Another Mid-Term Victory

Whatever your thoughts about the mid-term elections, it’s clear we will have many new faces in state capitols, governors’ mansions and at the U.S. Capitol. The vast majority of these newly-elected people were not voted in purely on an education platform. However, many of them ran in part as education reformers, and on a night where seemingly everyone was concerned about red and blue, it was the color purple that surprised me most.  Candidates from both parties who are supporters of substantive education reform in general, and charter schools in particular, were elected from every region of the country. 

Some notable examples include Janet Barresi, the new Oklahoma Superintendent of Public Instruction who helped found two charter schools in Oklahoma City and Delaware’s new U.S. Senator, Chris Coons also knows his way around education reform issues. John Hickenlooper, governor-elect from my home state of Colorado, and Joe Walsh, a newly-elected U.S. Representative from Illinois are also friends of education reform.

While it’s too early to say exactly how these new players will affect key education issues, it is another indication of the growing support for high-quality education from both parties.  Who can say whether we’ll see the re-authorization of the Elementary and Secondary Education Act, a third round of Race to the Top funding, or improvements to weak charter laws in several states?  It’s anyone’s guess. But, I do know that if there’s one issue everyone can agree to work on, it’s education. 

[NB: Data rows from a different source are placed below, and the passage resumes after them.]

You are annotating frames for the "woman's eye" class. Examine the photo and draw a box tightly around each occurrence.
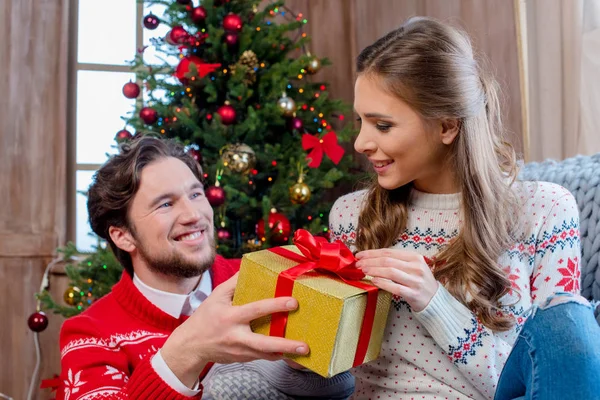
[375,123,392,132]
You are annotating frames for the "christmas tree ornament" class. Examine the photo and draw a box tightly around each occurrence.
[290,178,311,204]
[217,228,231,242]
[205,185,225,207]
[244,239,262,252]
[224,32,239,47]
[277,93,296,117]
[63,286,81,306]
[256,212,292,244]
[115,129,133,143]
[27,311,48,332]
[290,117,304,131]
[140,107,158,125]
[219,143,256,175]
[191,6,211,24]
[306,57,321,74]
[175,56,221,85]
[143,13,160,30]
[217,102,235,125]
[223,13,242,32]
[123,81,140,99]
[229,50,258,84]
[302,131,344,168]
[187,147,202,164]
[169,25,190,44]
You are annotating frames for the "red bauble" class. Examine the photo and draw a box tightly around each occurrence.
[140,107,158,125]
[27,311,48,332]
[256,213,292,243]
[169,25,190,44]
[187,149,202,164]
[290,117,304,131]
[225,32,239,47]
[223,13,242,32]
[123,81,140,99]
[217,228,231,242]
[143,13,160,30]
[217,104,235,125]
[191,6,206,24]
[115,129,133,142]
[205,186,225,207]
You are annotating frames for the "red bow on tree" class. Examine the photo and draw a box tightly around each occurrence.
[175,56,221,80]
[302,131,344,168]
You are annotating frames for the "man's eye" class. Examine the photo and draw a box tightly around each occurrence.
[375,124,391,132]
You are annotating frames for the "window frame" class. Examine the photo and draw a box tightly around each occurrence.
[66,0,144,249]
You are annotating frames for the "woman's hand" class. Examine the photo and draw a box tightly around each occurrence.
[356,249,439,312]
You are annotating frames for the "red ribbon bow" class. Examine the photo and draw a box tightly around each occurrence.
[302,131,344,168]
[269,229,379,366]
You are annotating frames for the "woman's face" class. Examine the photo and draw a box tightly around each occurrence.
[354,75,457,193]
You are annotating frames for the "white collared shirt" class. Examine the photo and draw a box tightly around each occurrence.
[133,271,212,397]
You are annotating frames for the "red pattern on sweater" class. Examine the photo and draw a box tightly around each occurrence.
[57,256,240,400]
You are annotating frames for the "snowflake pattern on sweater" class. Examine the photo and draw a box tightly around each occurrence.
[329,182,581,400]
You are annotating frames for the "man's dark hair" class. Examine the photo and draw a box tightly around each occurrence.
[87,136,203,276]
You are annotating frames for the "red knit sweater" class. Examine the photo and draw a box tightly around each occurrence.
[57,256,240,400]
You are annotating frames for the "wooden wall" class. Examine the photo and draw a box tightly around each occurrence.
[0,0,68,400]
[0,0,522,399]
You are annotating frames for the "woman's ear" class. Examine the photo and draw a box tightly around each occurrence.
[440,118,460,145]
[108,226,136,253]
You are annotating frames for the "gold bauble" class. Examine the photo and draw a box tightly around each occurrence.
[63,286,81,306]
[220,143,256,175]
[306,57,321,74]
[290,182,310,204]
[277,94,296,117]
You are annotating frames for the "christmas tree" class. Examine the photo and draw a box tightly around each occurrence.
[41,0,356,315]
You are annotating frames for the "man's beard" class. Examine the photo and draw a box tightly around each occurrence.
[137,237,216,278]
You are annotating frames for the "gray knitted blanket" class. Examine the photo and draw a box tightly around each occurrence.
[519,153,600,323]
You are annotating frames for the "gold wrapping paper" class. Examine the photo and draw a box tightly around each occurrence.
[233,246,391,377]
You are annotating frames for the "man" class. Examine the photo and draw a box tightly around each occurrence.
[58,137,353,400]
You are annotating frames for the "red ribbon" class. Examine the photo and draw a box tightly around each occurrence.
[302,131,344,168]
[269,229,378,367]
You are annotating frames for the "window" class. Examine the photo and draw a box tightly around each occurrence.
[68,0,169,251]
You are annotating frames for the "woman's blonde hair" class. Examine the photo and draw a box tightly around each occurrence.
[356,17,517,331]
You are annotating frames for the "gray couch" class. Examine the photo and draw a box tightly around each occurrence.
[519,153,600,324]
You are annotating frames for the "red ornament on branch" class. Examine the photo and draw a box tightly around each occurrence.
[223,13,242,32]
[217,104,236,125]
[225,32,239,47]
[191,6,211,24]
[217,228,231,242]
[256,213,292,243]
[302,131,344,168]
[205,186,225,207]
[187,148,202,163]
[175,56,221,85]
[123,81,140,99]
[27,311,48,332]
[115,129,133,142]
[168,25,190,44]
[140,107,158,125]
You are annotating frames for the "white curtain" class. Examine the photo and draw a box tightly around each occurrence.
[525,0,600,161]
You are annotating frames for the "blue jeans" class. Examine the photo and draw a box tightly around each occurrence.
[495,294,600,400]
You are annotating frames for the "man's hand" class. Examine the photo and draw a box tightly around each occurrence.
[161,274,308,387]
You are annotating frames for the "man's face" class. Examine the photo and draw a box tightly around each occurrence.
[123,157,215,278]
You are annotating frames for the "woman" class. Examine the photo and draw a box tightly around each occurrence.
[330,18,600,399]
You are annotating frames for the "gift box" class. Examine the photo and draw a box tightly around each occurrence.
[233,230,391,377]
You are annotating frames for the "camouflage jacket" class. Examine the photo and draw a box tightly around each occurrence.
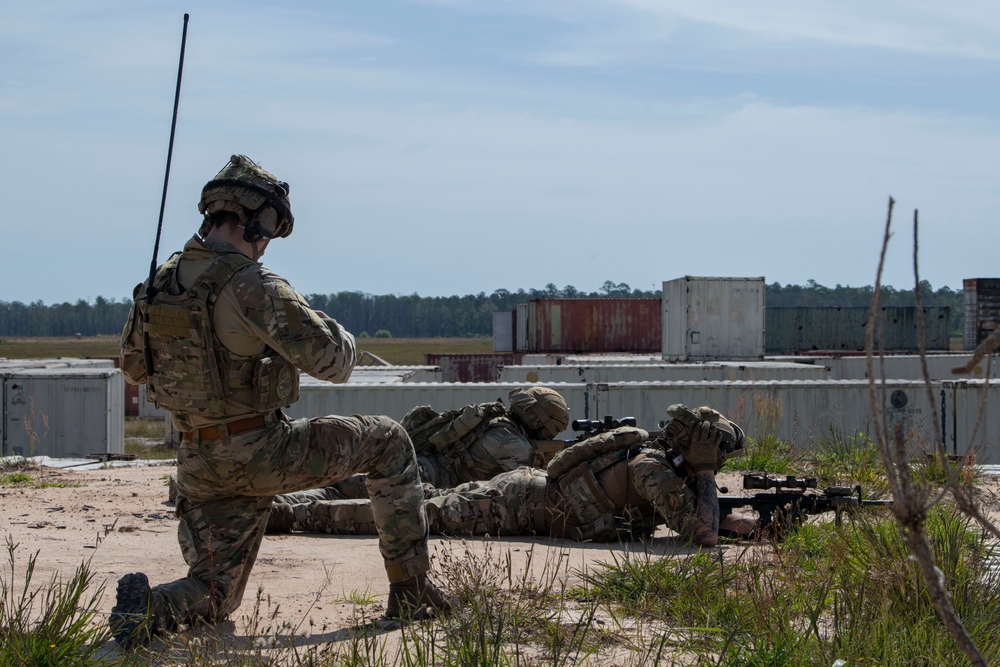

Voters had a lot on their minds this election season, and school reform was admittedly a few notches down from hot-button issues like jobs and the economy. Yet, buoyed by the release of “Waiting for Superman,” the attention of Oprah Winfrey and a solid two months of news coverage on the issue, education reform has dominated political discourse like never before.  While it still falls shy of being a deciding issue for voters, more and more people are holding their elected officials accountable for improving public education for all students.